Mushroom Cashew Soup with Thyme Crumpets

Mushroom Cashew Soup with Thyme Crumpets
Main INGREDIENTS
  • Vegetables
Ingredients
Method

Ingredients

Soup
  • 2 tablespoon olive oil
  • 3 shallots - chopped or thinly sliced
  • 4 cloves of garlic - peeled and thinly sliced
  • 800g Portobello or brown mushrooms – washed, Sliced or chopped
  • ½ tablespoon dried thyme
  • 50ml water
  • ½ tablespoon salt
  • ½ tablespoon black pepper
  • 50g cashews-roasted
  • 400ml almond milk
Thyme crumpets
  • 1 teaspoon apple cider vinegar
  • 250ml almond milk
  • 160g gluten free flour
  • ½ teaspoon gluten free baking powder
  • ¼ teaspoon bicarbonate of soda
  • ¼ teaspoon salt
  • 1 flax egg (1tablespoon ground flax and 3 tablespoon water)
  • 12 springs of fresh thyme
  • Light olive oil for cooking
  • Method

  • 1
    Heat the olive oil in the casserole over a low to medium heat on the hob, add the sliced or chopped shallots and garlic and saute until browned.
  • 2
    Add the sliced or chopped mushrooms and the dried thyme, allow the mushrooms to release water and cook until the water has evaporated.
  • 3
    Deglaze the casserole with the 50ml of water and allow to reduce slightly.
  • 4
    Add salt, pepper, cashews and almond milk and cook for 10 minutes over a medium heat.
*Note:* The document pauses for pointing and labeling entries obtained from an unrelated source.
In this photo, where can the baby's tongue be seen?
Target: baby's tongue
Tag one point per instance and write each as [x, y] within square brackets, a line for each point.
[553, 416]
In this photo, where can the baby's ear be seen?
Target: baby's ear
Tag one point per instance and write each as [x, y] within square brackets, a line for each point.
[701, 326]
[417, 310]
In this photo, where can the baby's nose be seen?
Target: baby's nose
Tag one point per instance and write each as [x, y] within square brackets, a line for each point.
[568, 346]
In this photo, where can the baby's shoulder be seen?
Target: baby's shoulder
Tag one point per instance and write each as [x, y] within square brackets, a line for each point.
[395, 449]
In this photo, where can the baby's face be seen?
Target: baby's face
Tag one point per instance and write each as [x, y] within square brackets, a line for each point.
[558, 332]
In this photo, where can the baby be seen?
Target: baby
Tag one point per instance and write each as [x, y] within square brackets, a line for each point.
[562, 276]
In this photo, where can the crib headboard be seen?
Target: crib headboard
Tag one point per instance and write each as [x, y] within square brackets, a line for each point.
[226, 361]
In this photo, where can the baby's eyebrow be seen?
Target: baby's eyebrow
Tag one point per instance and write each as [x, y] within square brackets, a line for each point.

Taste and add extra seasoning as needed.
  • 5
    Serve warm.
  • 6
    Crumpets
  • 7
    Add the apple cider vinegar to the almond milk and allow to stand for 2 minutes.
  • 8
    Sift all the dry ingredients in medium bowl. Add the almond milk mixture to the dry ingredients along with the flax egg and mix until completely combined.
  • 9
    Heat a teaspoon of olive oil in a non-stick pan. Spoon one tablespoon of batter per crumpet into the pan. Cook for 2 minutes or until bubbles start to appear on top of crumpet, place a sprig of fresh thyme on top of each crumpet and flip to cook for a further 2 minutes on the other side until cooked through.
  • 10
    Place the crumpets on a paper towel to drain. Serve warm with the mushroom soup.
  • 11
    A flax egg is a sticky mixture of ground flax seed and water that is used as an egg substitute .To make the flax egg simply combine 1 tablespoon of ground flax seed with 3 tablespoons of water. Stir well and rest for 5minutes until thickened, the result should be a sticky egg like substitute.